Drone building inspection technology along with AI-based interactive modelling for building design and plans may better serve this aspiration of condescending to the minutiae than natural persons inspecting buildings or natural persons examining paper-based plans. Appropriate drone technology coupled with sophisticated AI-based design modelling would help minimise anomalies in respect of NCC compliance.
Currently, there is already advanced AI technology being deployed on large scale construction projects at the design phase in CAD software to assist with the highlighting of potential issues and non-compliance. These programs are much better at identifying faults in plans and models than the human eye. These programs and their advanced modelling powers could be leveraged off to program drones and their parameters of inspection.
Further, to ensure there is appropriate regulatory oversight in circumstances where governments were convinced that the use of such technology would improve probity control and thereby benefit the public, it would behove the governments to develop accreditation schemes for certain drone building inspection programs. In terms of paper trailing and improving uniform state-wide building compliance, drone applications could roll out a harmonised inspection protocol that would not be as susceptible to human error. Modules could also be incorporated into mandatory CPD courses for building officials so that they are trained in the use of the drone building inspection protocols.
There is significant movement afoot in the drone utility space, Andrew Heaton in an article Drone Operators Must be Selected Carefully published on the 29th of January 2012 in Sourceable, stated that “project owners who use drones for construction or other purposes are being advised ensure that their drone is registered and their operator holds the required accreditation……. the registration of commercial drones in now mandatory ( as of January 28)…. commercial drones may only be operated by those with suitable licences”. Drones already are being used to carry out some on-site inspections but by and large this is only occurring in the private sector setting, rather than as an extra limb of public building control.
It is ‘not a stretch’ to envisage a paradigm shift where drone building inspection technology is developed to improve holistic built quality outcomes. As stated above, there is plenty of advanced AI-base designed software in the marketplace that has been essential for the coordination of incredibly complex building projects during 2020 and the COVID-19 pandemic which has allowed construction workers and design personnel to work remotely on collaborative tasks. These advanced models show we have the computing power there to model the vast intricacies of large-scale construction and incorporating parameters as to technical and regulatory compliance. Couple this with emerging advanced 3D imaging technology and the elements are all there. One hears already of drones being deployed to investigate and observe hazardous areas in buildings such as roofs.

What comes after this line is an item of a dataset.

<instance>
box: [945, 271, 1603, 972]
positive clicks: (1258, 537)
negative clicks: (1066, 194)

It is the writer’s view that it is a matter of time before progressive jurisdictions develop such programmes and encourage the use of same and moreover once this occurs it is likely that regulations will be developed to accredit these programmes to ensure that that they are utilised and utilised safely.
In certain cases where flying drones are used, there will obviously have to be a regulatory interaction with the Civil Aviation Safety Authority and regulations on point.